As far as the cause / effect thing, here's two references I found in one minute of searching. I know that there are ongoing studies of this phenomenon.

http://www.sciencedaily.com/releases/20 ... 145454.htm
http://www.popsci.com/science/article/2 ... pens-cause

You said:
A thing exists if there is a specific time and place or a specific set of time and places that is configured to be the required thing.
Time has a boundary, a point at which it began. I would say that this could be construed as the specific time 'configured to be the required thing.' Place, I think, is irrelevant.

We're down to two possible choices: Time had a cause, or it did not; it simply exists. You've taken the second position.

Can you provide empirical evidence and / or repeatable tests which demonstrate that all known natural causes for time have been eliminated, thus leaving science in the position of "no known cause?" Can you provide empirical evidence and / or repeatable tests which demonstrate that there is NO CAUSE for time?

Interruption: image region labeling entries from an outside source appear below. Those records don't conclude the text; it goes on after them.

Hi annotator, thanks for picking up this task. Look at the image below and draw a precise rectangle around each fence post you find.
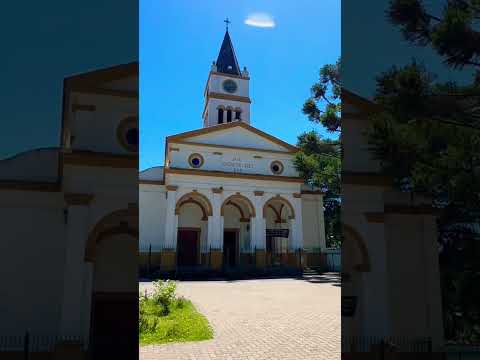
[23,330,30,360]
[147,243,152,278]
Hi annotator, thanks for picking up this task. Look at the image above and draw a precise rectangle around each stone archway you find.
[175,191,212,269]
[85,205,138,358]
[342,224,371,344]
[220,192,256,268]
[263,195,301,267]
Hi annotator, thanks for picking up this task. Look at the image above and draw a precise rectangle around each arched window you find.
[218,108,223,124]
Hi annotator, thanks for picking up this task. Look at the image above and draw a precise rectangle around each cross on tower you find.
[223,18,231,31]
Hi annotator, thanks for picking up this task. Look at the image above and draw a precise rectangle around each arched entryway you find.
[263,195,294,266]
[85,206,138,359]
[220,193,255,268]
[175,191,212,270]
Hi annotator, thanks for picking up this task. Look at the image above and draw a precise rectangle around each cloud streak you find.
[245,13,275,28]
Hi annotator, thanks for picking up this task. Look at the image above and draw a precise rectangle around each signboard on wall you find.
[222,155,255,172]
[267,229,289,238]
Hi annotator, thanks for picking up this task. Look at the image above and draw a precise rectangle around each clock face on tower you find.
[222,79,237,94]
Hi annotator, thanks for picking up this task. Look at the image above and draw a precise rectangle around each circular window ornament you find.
[270,160,283,175]
[117,116,139,152]
[223,79,237,94]
[188,154,204,168]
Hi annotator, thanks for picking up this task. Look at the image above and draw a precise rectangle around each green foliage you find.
[294,131,342,247]
[302,59,341,132]
[152,280,177,309]
[139,281,213,345]
[367,0,480,343]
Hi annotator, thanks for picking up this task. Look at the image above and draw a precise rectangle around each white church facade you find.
[139,30,326,272]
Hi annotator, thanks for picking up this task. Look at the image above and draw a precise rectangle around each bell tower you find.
[202,18,251,127]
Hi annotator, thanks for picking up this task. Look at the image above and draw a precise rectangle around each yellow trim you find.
[166,121,299,152]
[164,168,303,183]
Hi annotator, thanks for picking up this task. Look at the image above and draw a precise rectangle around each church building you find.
[139,29,326,272]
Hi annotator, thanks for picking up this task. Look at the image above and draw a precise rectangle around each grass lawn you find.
[140,299,213,345]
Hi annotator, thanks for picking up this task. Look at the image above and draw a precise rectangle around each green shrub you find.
[152,280,177,311]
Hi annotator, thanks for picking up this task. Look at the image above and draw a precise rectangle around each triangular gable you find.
[167,121,298,152]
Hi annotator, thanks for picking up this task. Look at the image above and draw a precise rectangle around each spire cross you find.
[223,18,231,31]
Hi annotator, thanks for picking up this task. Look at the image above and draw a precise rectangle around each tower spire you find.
[215,23,241,76]
[223,17,231,31]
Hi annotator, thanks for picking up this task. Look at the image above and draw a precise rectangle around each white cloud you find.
[245,13,275,27]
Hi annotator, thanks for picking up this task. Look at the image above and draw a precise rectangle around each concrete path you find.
[140,274,341,360]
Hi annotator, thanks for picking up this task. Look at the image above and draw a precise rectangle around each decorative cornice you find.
[164,167,303,183]
[166,121,299,153]
[365,212,385,224]
[72,104,97,112]
[0,180,61,192]
[300,190,325,195]
[64,193,94,206]
[172,140,297,158]
[138,180,165,185]
[342,171,393,187]
[384,204,442,216]
[207,92,252,104]
[63,151,138,168]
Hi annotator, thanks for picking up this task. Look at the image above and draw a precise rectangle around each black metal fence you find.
[0,332,83,359]
[342,336,432,353]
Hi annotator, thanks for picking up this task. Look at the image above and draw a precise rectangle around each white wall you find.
[302,195,326,251]
[71,94,138,154]
[0,191,65,335]
[170,144,298,177]
[138,184,167,251]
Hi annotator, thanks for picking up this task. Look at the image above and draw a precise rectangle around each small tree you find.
[295,60,342,247]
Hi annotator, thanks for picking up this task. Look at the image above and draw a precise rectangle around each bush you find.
[152,280,177,311]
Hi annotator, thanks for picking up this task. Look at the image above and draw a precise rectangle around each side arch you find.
[220,194,256,218]
[175,191,213,219]
[85,207,138,262]
[342,224,371,272]
[263,195,295,219]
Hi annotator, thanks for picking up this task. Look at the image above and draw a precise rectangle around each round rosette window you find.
[188,154,204,168]
[270,161,283,175]
[117,116,139,152]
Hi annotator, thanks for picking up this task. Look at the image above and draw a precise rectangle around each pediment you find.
[167,121,298,153]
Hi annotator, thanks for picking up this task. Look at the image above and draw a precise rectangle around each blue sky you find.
[139,0,341,169]
[0,0,138,159]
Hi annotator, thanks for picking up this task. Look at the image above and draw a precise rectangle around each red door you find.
[177,230,200,266]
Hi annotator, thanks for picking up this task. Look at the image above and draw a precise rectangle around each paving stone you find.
[140,274,341,360]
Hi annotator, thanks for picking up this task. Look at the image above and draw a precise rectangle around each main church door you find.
[177,229,200,266]
[223,230,237,268]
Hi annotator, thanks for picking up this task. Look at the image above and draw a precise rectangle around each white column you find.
[252,192,267,250]
[211,193,223,250]
[162,186,178,250]
[290,197,303,250]
[207,216,215,252]
[59,203,91,336]
[249,216,257,252]
[82,262,94,349]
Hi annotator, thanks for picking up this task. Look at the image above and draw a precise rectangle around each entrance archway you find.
[220,193,255,268]
[342,224,370,344]
[263,195,299,267]
[175,191,212,269]
[85,206,138,359]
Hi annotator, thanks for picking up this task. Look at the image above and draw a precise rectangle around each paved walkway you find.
[140,274,340,360]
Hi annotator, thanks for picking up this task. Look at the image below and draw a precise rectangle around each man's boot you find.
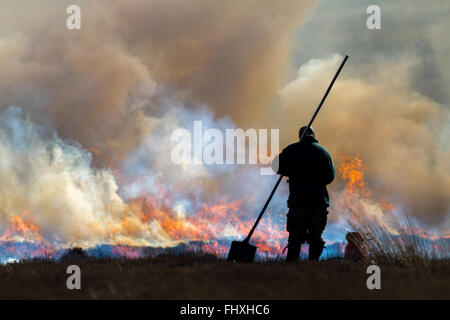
[286,243,302,262]
[308,240,325,261]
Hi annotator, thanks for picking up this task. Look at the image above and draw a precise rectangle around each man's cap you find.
[298,126,315,138]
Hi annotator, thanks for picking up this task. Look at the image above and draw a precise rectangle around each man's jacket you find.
[270,136,335,208]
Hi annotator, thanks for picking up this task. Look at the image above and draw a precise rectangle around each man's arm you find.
[271,150,289,176]
[322,147,336,184]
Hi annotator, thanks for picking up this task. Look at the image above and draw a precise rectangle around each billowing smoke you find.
[0,0,450,250]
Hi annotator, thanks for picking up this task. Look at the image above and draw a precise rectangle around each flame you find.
[339,156,371,198]
[0,210,42,242]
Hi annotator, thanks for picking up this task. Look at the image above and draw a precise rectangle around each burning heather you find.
[0,0,450,262]
[0,107,448,262]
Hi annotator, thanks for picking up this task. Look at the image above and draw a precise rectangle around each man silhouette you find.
[272,126,335,261]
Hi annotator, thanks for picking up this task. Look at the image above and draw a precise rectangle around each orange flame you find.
[0,210,42,242]
[339,156,370,198]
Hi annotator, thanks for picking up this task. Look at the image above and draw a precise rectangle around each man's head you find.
[298,126,316,139]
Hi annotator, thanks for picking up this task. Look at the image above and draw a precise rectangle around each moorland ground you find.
[0,254,450,300]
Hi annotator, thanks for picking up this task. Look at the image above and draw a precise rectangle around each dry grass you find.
[0,253,450,299]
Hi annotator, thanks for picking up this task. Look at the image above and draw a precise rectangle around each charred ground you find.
[0,253,450,299]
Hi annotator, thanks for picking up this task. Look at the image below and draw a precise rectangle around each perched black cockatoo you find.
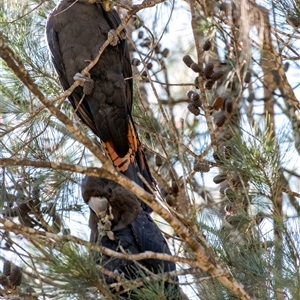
[46,0,154,196]
[82,176,180,300]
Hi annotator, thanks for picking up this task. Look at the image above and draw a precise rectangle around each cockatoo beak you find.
[88,197,108,219]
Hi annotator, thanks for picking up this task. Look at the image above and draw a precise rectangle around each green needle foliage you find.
[0,0,300,300]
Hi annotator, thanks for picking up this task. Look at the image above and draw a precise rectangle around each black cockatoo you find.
[82,176,180,300]
[46,0,154,195]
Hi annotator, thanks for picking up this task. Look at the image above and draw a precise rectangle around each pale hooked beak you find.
[88,197,108,219]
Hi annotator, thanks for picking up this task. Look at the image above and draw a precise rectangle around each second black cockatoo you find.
[82,176,180,300]
[46,0,154,192]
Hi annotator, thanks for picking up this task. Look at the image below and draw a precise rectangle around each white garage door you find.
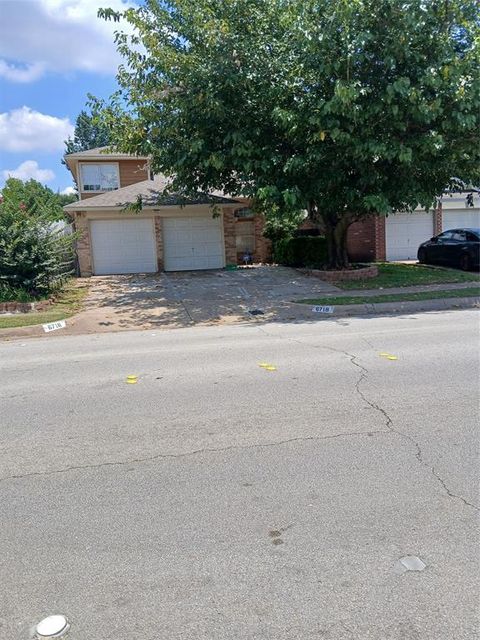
[385,211,433,260]
[442,208,480,231]
[163,215,225,271]
[90,218,157,275]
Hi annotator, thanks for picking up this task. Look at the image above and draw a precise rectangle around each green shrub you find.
[0,281,35,302]
[0,215,75,299]
[274,236,327,268]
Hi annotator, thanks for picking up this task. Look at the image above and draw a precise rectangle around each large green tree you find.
[0,178,77,222]
[95,0,480,268]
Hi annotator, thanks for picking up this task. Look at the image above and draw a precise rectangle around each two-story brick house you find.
[65,149,270,276]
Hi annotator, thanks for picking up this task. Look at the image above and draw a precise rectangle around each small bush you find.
[274,236,327,269]
[0,216,74,300]
[0,281,35,302]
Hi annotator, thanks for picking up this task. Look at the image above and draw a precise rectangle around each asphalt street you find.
[0,310,480,640]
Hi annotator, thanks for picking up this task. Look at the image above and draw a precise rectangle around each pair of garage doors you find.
[385,208,480,260]
[90,215,225,275]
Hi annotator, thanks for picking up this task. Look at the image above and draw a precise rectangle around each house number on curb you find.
[42,320,67,333]
[312,307,335,313]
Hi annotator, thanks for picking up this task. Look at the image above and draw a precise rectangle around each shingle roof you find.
[65,147,147,160]
[64,176,242,211]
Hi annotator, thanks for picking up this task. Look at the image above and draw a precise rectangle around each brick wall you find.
[347,217,378,262]
[223,207,237,264]
[80,160,148,200]
[74,211,92,277]
[433,202,443,236]
[253,215,272,262]
[374,216,387,262]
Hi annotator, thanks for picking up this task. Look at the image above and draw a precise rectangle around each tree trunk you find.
[324,216,352,269]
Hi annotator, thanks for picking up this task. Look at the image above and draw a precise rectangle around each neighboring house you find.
[347,189,480,262]
[64,148,270,276]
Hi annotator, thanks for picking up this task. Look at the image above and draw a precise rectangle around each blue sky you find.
[0,0,135,191]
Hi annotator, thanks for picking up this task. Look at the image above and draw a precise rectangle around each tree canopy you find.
[65,105,110,153]
[94,0,480,268]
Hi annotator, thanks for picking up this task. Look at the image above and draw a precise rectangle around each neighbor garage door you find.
[163,215,225,271]
[385,211,433,260]
[442,208,480,231]
[90,218,157,275]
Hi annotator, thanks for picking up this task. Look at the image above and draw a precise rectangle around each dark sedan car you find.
[417,229,480,271]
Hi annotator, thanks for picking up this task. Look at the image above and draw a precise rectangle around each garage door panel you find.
[90,219,157,275]
[385,212,433,260]
[163,216,225,271]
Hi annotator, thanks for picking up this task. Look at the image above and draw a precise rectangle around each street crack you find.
[0,429,387,482]
[258,327,480,511]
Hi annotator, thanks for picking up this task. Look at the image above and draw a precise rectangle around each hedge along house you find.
[347,189,480,262]
[64,148,270,276]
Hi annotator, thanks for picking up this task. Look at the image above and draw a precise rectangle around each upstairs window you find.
[234,207,254,219]
[80,162,120,191]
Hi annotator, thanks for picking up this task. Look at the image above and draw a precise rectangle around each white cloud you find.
[0,106,74,152]
[0,60,45,83]
[0,0,136,82]
[2,160,55,182]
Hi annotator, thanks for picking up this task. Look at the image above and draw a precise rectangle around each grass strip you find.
[293,287,480,306]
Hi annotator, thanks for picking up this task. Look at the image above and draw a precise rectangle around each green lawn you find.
[294,287,480,305]
[335,262,479,289]
[0,280,88,329]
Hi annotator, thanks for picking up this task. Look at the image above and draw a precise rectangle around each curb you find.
[292,296,480,318]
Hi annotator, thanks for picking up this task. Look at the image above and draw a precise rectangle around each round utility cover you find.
[35,615,69,638]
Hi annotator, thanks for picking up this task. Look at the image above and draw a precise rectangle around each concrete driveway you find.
[67,266,338,333]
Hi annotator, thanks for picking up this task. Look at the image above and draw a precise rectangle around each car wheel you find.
[460,253,471,271]
[417,249,428,264]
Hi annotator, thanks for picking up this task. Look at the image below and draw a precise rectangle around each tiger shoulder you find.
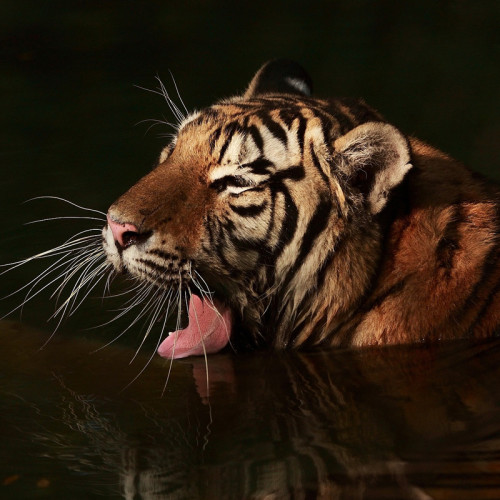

This is my ultimate point. We have seen repeated tests for things having causes. We have seen that A leads to B which leads to C. Quantum mechanics seems to put all the traditional "cause and effect" on its head; maybe it works that way on the larger scale, maybe it doesn't. I think science is still working on that answer.

To say, "it just exists," without support, is not defensible logically; to say that a thing has a cause IS defensible, because there is ample proof for things having causes... but as far as I'm aware, there is NO PROOF for a thing having NO CAUSE.

If you can't provide the evidence, I will remain skeptical of your position... which logically leaves the only remaining position, that of cause.